Krasnoyarsk

At around 2.30pm local time we came to Krasnoyarsk, a big city set in rolling hills. All the usual stuff to be seen: marshalling yards, endless lines of goods trains, derelict sheds and worn Soviet-era industrial facilities. But this city, like all the others we have passed, does not bear the signs of urban decay or economic stagnation. Whilst there are many old and tired buildings, there is much that is new; much construction is clearly taking place. The station was the most big-city style station we had seen so far, with platform indicators, stairs and overbridge, endless announcements. Whilst there was no Victorian style train shed, the station reminded me of York, in that it was bustling with activity - men unloading brake vans, wheel tappers passing along the trains, policemen, passengers and tourists. Also, like York it is on the edge of railway yards and engine sheds, with lines of coaches and wagons and spare locomotives.
As we took the fresh air outside the train, a suburban electric train comparable to those used in the UK pulled in. The low platform, the broad track gauge and the wide and large loading gauge conspired to make the train seem enormous compared to British trains. From the platform, the floor of the carriage was nearly head height. 
Beyond the station, some hills could be seen, and beyond that, there was the Yenisei river. One might compare it to the Seine at Bordeaux - but this is no estuary. This is a freshwater river a thousand miles or more from its mouth on the Arctic Ocean. And they are throwing another bridge across it.

After the river, more hills - more serious tree-covered hills, with picturesque brightly painted chalets ("dacha") and booths piled up the side of the hill.
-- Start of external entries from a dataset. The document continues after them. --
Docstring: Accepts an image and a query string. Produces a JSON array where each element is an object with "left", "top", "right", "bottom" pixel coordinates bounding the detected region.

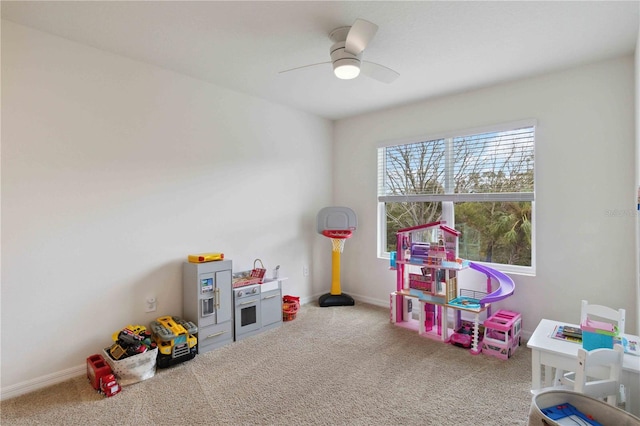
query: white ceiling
[{"left": 1, "top": 1, "right": 639, "bottom": 119}]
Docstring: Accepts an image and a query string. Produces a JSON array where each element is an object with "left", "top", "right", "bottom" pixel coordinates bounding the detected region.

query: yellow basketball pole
[{"left": 331, "top": 246, "right": 342, "bottom": 295}]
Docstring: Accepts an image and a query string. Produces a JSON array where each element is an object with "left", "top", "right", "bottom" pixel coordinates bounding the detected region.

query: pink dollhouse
[{"left": 390, "top": 222, "right": 514, "bottom": 354}]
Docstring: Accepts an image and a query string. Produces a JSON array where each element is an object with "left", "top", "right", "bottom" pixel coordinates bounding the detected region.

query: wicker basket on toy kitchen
[
  {"left": 233, "top": 259, "right": 267, "bottom": 288},
  {"left": 282, "top": 295, "right": 300, "bottom": 321}
]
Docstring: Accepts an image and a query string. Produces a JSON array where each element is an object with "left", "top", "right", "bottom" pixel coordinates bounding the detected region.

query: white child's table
[{"left": 527, "top": 319, "right": 640, "bottom": 417}]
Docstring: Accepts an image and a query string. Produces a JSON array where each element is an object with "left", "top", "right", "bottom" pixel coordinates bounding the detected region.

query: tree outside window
[{"left": 378, "top": 124, "right": 535, "bottom": 267}]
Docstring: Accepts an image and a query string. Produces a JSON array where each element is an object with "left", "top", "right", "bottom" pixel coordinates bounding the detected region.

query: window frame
[{"left": 376, "top": 119, "right": 538, "bottom": 276}]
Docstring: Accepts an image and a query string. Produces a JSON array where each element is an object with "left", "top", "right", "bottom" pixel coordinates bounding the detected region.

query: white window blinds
[{"left": 378, "top": 125, "right": 535, "bottom": 202}]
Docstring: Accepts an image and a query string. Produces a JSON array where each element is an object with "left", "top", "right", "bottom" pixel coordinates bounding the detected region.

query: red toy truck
[
  {"left": 87, "top": 354, "right": 122, "bottom": 396},
  {"left": 100, "top": 374, "right": 122, "bottom": 397}
]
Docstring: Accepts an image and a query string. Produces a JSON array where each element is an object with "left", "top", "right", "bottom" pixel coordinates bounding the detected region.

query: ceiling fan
[{"left": 279, "top": 19, "right": 400, "bottom": 83}]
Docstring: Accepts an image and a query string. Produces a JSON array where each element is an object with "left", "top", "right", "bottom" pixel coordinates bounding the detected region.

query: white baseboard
[{"left": 0, "top": 364, "right": 87, "bottom": 401}]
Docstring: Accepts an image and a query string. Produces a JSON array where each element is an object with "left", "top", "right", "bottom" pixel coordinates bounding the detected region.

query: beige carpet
[{"left": 0, "top": 303, "right": 531, "bottom": 425}]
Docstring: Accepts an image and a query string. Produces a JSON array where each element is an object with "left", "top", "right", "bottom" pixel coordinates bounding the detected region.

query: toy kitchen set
[{"left": 182, "top": 253, "right": 284, "bottom": 353}]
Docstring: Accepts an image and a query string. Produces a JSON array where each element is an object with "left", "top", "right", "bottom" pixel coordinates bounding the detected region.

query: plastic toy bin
[
  {"left": 102, "top": 348, "right": 158, "bottom": 386},
  {"left": 529, "top": 390, "right": 640, "bottom": 426}
]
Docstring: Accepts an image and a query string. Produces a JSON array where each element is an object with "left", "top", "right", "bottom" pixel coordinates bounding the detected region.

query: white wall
[
  {"left": 634, "top": 4, "right": 640, "bottom": 336},
  {"left": 333, "top": 57, "right": 638, "bottom": 333},
  {"left": 1, "top": 21, "right": 333, "bottom": 398}
]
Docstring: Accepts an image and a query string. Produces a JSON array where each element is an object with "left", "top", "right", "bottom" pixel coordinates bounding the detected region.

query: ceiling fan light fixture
[{"left": 333, "top": 59, "right": 360, "bottom": 80}]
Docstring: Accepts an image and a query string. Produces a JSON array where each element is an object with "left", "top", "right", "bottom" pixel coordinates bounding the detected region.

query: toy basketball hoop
[
  {"left": 321, "top": 229, "right": 353, "bottom": 253},
  {"left": 318, "top": 207, "right": 358, "bottom": 307}
]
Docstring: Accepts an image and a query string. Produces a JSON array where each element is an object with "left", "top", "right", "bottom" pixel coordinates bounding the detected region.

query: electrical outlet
[{"left": 145, "top": 297, "right": 158, "bottom": 312}]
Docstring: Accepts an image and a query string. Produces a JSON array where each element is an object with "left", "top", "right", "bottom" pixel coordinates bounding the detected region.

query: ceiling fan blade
[
  {"left": 278, "top": 61, "right": 331, "bottom": 74},
  {"left": 344, "top": 19, "right": 378, "bottom": 55},
  {"left": 360, "top": 61, "right": 400, "bottom": 83}
]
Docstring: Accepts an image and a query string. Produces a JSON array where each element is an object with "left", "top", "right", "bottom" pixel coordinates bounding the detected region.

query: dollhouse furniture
[{"left": 527, "top": 319, "right": 640, "bottom": 416}]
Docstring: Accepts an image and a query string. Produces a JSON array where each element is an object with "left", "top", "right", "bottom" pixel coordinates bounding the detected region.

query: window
[{"left": 378, "top": 122, "right": 535, "bottom": 273}]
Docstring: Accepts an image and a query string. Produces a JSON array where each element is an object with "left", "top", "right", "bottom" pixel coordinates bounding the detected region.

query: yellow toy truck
[{"left": 151, "top": 316, "right": 198, "bottom": 368}]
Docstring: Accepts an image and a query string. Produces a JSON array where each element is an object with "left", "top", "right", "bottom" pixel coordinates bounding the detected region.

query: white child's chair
[
  {"left": 580, "top": 300, "right": 625, "bottom": 334},
  {"left": 560, "top": 345, "right": 624, "bottom": 406},
  {"left": 554, "top": 300, "right": 626, "bottom": 386}
]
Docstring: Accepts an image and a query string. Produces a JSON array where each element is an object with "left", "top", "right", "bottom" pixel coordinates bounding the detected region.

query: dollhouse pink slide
[{"left": 469, "top": 262, "right": 516, "bottom": 305}]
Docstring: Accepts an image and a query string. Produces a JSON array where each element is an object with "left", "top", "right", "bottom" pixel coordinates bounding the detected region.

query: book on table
[{"left": 550, "top": 325, "right": 640, "bottom": 356}]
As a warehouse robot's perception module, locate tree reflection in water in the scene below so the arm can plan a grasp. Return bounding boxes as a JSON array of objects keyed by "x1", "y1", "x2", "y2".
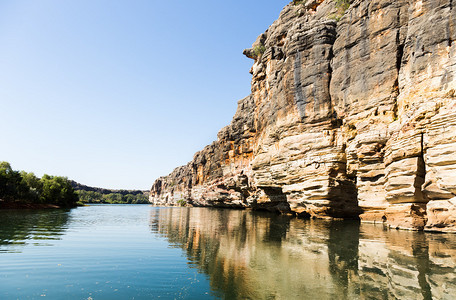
[
  {"x1": 0, "y1": 209, "x2": 70, "y2": 252},
  {"x1": 151, "y1": 208, "x2": 456, "y2": 299}
]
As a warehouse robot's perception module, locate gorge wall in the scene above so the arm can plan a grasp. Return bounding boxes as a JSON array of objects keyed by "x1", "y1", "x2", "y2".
[{"x1": 150, "y1": 0, "x2": 456, "y2": 231}]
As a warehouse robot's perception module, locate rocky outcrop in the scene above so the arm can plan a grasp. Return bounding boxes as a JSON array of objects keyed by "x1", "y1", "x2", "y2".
[{"x1": 151, "y1": 0, "x2": 456, "y2": 231}]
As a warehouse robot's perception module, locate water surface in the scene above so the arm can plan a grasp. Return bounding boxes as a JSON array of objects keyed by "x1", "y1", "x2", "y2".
[{"x1": 0, "y1": 205, "x2": 456, "y2": 299}]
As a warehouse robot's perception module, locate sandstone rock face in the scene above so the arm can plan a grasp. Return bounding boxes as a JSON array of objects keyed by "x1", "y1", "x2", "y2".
[{"x1": 151, "y1": 0, "x2": 456, "y2": 231}]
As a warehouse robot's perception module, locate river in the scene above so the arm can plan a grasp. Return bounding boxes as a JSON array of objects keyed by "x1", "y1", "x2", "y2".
[{"x1": 0, "y1": 205, "x2": 456, "y2": 300}]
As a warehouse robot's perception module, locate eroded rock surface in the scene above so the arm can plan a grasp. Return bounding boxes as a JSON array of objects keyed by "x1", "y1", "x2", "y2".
[{"x1": 151, "y1": 0, "x2": 456, "y2": 231}]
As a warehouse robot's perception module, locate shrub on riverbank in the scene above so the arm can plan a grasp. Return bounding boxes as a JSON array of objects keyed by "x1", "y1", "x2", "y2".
[
  {"x1": 0, "y1": 162, "x2": 78, "y2": 207},
  {"x1": 76, "y1": 190, "x2": 150, "y2": 204}
]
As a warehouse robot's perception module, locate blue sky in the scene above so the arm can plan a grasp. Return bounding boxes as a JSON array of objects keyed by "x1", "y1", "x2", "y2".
[{"x1": 0, "y1": 0, "x2": 289, "y2": 189}]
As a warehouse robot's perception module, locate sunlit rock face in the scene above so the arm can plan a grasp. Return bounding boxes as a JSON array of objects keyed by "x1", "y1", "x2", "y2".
[
  {"x1": 151, "y1": 208, "x2": 456, "y2": 299},
  {"x1": 151, "y1": 0, "x2": 456, "y2": 231}
]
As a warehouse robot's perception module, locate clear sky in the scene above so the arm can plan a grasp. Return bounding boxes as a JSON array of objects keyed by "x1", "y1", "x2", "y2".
[{"x1": 0, "y1": 0, "x2": 290, "y2": 190}]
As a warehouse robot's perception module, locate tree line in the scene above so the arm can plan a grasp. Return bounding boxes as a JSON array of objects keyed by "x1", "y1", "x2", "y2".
[
  {"x1": 76, "y1": 190, "x2": 150, "y2": 204},
  {"x1": 0, "y1": 161, "x2": 79, "y2": 207}
]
For an hour or so these hills continued, before the train emerged back onto a rolling plain. This is rich and fertile country - trees, grass, wild flowers.
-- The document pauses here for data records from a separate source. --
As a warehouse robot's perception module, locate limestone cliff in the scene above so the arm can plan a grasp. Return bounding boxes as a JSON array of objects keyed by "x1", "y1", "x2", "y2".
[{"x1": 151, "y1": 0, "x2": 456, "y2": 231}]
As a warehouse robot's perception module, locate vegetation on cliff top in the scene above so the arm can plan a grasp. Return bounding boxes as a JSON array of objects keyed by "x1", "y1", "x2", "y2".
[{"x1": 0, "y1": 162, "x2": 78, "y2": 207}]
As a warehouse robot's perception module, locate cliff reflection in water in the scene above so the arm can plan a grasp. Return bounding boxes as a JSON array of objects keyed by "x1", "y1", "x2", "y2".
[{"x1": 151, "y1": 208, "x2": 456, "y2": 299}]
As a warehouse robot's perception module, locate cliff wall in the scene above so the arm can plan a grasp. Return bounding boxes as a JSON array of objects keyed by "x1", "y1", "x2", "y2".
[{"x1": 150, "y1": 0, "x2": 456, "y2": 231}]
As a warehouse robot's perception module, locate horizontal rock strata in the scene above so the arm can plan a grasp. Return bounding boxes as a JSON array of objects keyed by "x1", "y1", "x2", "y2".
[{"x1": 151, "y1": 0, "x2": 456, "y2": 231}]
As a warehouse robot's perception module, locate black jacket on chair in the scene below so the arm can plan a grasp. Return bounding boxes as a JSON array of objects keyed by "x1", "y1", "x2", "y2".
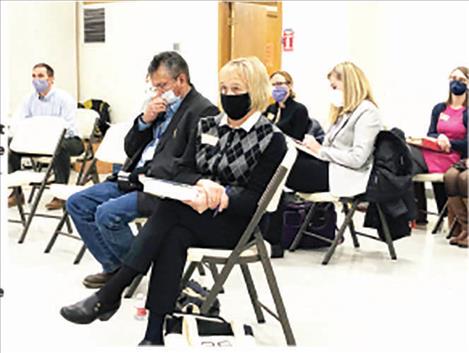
[
  {"x1": 364, "y1": 128, "x2": 417, "y2": 240},
  {"x1": 117, "y1": 87, "x2": 219, "y2": 215}
]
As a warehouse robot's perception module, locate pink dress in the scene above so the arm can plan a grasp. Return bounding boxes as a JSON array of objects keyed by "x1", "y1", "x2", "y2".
[{"x1": 422, "y1": 106, "x2": 467, "y2": 173}]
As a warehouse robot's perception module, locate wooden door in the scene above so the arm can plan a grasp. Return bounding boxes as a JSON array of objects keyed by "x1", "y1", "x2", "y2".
[{"x1": 218, "y1": 1, "x2": 282, "y2": 75}]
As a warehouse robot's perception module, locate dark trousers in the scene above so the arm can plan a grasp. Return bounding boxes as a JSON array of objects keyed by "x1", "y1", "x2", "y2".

5.15pm local - the train is crossing what can only be described, cliche though it is, as "rolling farmland". Huge fields of wheat or other grain are draped across the landscape on both sides. There are still masses of trees, but they are in clumps, thicker towards the horizon. There are hayricks everywhere. I suspect that the railway itself is the centre of a corridor of cultivated land with mostly wilderness on either side. The weather has improved to a golden afternoon of hazy sunshine, though exactly what the local time is, I don't know.